I’m sure I have many fine qualities, but there is one particular skill I lack, probably more. The one that I yearn for is a scientific bent, or a hefty dose of logic in the alternative. This would help me be a better predictor of outcomes. Instead, I am usually bumbling along several metres or sometimes kilometres behind the rest of the herd. My herd is unruly, in need of firm leadership, if not a cattle prod. It may well be something to do with their growth and development, coupled with my own age and decrepitude, but the combination appears to be paralyzing.
This dawns on me one morning when I notice a trend. We have prompted our larger darlings through the morning routine, given countdowns about our impending departure until the moment arrives. The moment when their father says, “Time to go,” prompts an unusual phenomenon. Instead of filing dutifully towards the exit and the awaiting car to chauffeur them safely to their ultimate destination, namely school, they turn tail and run in the opposite direction in a mad stampede.

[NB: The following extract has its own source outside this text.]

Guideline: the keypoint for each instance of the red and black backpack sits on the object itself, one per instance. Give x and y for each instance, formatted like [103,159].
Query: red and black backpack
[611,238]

This habit, for it is an intermittent habit that pops out to bite us every once in a while, used to be due to an aversion to transitions. Then it was an aversion to the school bus. Then, an aversion to school. So now I see how much progress we have made. The exodus is not an aversion to anything. For some while it was a wordless retreat, a mass movement back upstairs, leaving us dumbfounded as they are far too big to be picked up and deposited against their will in a vehicle. But of late, words have begun to accompany the pounding of size 10 sneakered feet thundering up the stairs with the seconds frittering away before the first bell. Now we discover they voluntarily use words to explain the mystifying retreat.
“I’m just gonna get my …………”
“Just a minute, I need my ………”
“Heck, where’s my ………..”
So it is not an aversion to anything, instead it is the love for some miniscule and irrelevant object, which must be found and taken with them to school.
I’m sure we’re not alone in experiencing this hiccup; in fact I seem to remember my father, a stickler for time and motion studies, having similar issues. Could this be why all the clocks in my own childhood were pushed five minutes forward?